Sunday, February 09, 2020

Blessed Are the Merciful


Daniel O'Connell

Blessed are the merciful, for they will be shown mercy.

But what is mercy?

Doing good to others beyond what is required by your formal responsibilities to them; beyond what justice requires.

The church has traditionally listed seven corporal “acts of mercy.” These are not all Biblical, and cannot be derived directly from the Sermon on the Mount, but they have the warrant of established tradition.

1. To feed the hungry.
2. To give water to the thirsty.
3. To clothe the naked.
4. To shelter the homeless.
5. To visit the sick.
6. To visit the imprisoned, or ransom the captive.
7. To bury the dead.

Then there are the seven “spiritual works of mercy”:

1. To instruct the ignorant.
2. To counsel the doubtful.
3. To admonish sinners.
4. To bear patiently those who wrong us.
5. To forgive offenses.
6. To comfort the afflicted.
7. To pray for the living and the dead

Doing these thinks is not self-evident, not spontaneous to the conscience.
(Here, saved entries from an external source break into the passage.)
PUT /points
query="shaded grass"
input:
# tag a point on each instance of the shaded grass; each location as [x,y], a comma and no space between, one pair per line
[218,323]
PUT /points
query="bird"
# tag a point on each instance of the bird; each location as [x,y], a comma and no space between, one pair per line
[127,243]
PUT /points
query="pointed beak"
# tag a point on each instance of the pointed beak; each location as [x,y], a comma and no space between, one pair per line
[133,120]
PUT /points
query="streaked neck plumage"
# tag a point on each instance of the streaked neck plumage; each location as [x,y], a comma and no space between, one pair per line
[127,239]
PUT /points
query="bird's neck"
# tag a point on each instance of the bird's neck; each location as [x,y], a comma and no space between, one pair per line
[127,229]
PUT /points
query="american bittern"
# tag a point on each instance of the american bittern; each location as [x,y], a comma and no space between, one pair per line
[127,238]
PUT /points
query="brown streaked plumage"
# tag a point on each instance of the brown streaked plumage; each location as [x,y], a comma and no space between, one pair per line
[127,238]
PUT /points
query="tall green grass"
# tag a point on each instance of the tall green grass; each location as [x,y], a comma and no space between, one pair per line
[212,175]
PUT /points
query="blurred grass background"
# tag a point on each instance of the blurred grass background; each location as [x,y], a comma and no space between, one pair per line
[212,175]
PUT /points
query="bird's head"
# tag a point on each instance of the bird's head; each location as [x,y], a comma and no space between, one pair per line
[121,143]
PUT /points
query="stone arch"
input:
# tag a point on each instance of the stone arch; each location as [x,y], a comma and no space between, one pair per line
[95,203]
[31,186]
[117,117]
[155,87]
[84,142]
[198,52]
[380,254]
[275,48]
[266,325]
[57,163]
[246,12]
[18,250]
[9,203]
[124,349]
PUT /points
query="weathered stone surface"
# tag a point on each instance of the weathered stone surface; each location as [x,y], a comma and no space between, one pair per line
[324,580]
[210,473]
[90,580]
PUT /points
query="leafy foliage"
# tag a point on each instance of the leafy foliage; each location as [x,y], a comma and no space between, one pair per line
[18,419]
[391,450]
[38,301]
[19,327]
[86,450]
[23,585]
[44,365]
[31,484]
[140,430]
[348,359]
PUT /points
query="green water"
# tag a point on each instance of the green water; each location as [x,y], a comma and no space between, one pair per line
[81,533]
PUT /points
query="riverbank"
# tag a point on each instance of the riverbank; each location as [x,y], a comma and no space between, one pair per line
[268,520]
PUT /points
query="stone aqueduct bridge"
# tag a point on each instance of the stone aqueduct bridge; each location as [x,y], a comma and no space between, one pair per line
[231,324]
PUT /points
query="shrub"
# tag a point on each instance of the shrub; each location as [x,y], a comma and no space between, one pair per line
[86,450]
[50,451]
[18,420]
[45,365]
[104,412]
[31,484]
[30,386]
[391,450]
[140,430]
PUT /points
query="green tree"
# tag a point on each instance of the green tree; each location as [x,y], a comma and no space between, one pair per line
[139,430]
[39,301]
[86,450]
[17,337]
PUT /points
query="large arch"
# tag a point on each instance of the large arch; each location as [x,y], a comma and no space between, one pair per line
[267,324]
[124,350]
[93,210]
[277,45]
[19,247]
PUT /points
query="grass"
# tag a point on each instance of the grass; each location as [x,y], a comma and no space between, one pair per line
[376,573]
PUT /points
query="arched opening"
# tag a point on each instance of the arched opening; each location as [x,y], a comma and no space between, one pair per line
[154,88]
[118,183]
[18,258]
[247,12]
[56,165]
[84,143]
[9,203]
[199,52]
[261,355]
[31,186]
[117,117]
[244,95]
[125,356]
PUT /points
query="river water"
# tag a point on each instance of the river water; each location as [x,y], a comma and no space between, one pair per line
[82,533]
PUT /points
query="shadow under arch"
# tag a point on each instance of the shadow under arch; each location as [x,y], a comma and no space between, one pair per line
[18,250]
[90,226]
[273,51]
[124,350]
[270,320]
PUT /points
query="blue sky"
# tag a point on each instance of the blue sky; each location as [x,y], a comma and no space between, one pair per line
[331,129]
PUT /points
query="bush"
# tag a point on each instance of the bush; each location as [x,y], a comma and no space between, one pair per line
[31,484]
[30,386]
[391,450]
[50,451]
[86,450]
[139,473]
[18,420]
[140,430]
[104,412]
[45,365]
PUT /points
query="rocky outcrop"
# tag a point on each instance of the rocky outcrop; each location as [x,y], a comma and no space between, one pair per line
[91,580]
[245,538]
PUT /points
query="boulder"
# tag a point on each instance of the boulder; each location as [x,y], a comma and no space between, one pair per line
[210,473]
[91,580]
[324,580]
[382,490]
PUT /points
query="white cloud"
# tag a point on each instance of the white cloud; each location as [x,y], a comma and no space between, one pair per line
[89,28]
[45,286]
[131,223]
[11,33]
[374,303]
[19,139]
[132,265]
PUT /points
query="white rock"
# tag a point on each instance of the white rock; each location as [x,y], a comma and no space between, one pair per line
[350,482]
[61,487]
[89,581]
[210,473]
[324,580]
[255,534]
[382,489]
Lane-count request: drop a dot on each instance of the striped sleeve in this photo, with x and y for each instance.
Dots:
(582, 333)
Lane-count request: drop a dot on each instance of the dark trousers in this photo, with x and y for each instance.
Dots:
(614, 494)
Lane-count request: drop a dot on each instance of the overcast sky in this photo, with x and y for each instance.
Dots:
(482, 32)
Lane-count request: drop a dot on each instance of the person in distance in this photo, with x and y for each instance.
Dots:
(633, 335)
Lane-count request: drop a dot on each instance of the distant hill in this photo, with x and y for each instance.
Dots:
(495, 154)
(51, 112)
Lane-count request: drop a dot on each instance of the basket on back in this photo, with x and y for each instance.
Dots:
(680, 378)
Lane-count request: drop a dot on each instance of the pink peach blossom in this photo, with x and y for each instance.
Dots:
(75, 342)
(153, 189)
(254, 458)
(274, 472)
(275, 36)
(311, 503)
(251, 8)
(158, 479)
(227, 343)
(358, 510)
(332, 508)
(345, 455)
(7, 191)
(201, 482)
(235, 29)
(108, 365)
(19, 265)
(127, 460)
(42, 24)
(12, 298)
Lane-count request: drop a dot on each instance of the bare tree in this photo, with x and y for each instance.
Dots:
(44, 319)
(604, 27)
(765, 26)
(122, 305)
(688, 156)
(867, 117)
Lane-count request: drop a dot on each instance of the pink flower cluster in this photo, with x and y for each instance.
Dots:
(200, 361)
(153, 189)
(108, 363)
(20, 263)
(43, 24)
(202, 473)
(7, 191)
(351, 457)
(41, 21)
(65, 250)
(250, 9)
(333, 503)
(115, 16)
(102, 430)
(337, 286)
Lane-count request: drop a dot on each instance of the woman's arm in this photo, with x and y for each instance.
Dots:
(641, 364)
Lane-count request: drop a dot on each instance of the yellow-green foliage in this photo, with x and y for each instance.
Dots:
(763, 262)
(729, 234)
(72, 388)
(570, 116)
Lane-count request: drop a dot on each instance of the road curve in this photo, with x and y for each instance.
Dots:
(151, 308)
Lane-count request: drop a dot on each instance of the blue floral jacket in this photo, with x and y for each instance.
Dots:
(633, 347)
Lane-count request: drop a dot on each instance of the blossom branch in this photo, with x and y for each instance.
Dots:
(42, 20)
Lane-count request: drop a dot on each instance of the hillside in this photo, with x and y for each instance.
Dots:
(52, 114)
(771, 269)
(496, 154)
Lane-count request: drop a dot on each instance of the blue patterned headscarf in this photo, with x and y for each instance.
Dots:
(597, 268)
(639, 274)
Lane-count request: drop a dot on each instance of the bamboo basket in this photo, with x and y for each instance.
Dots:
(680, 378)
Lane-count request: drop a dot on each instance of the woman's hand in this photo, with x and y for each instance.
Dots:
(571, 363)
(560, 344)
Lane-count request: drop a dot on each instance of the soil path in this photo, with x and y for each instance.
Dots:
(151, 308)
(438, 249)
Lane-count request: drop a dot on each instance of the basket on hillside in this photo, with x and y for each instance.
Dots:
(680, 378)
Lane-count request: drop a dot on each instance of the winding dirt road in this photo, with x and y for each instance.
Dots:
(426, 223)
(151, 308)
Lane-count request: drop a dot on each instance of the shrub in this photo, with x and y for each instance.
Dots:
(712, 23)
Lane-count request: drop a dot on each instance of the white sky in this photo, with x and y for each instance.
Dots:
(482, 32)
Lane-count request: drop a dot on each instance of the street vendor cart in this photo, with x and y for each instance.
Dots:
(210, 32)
For they involve actions above and beyond what justice requires. Those whose morality derives from the Confucian rather than the Christian tradition do not observe the corporal acts of mercy. Western foreigners are often shocked by this when they visit China.

One is not exempted from the corporal acts of mercy because one pays taxes to the government, and the government does it. It is great that the government does it, but you do not pay taxes voluntarily, so that does not redound on you.

Nor does one demonstrate this virtue by voting for candidates who promise to do more on these matters. While that might make your own taxes go up, for the most part, you are demanding that others do this, not doing it yourself. Politicians usually promise to make “the rich” pay, not the average voter.

And we are worse at the spiritual acts of mercy. In contemporary life, there is obvious resistance to admonishing sinners. There is even resistance to the idea of instructing the ignorant. Instead, everyone now is supposedly entitled to “their truth.”

And “forgiving offenses” and “bearing wrongs patiently” are widely misrepresented. This does not mean ignoring or overlooking them. This would conflict with the virtue of admonishing sinners.

The proper sense of these virtues was modelled by Gandhi or Martin Luther King, both of them following a trail blazed by Daniel O’Connell. You point out the wrong as loudly as possible, but refrain from revenge or exacting punishment.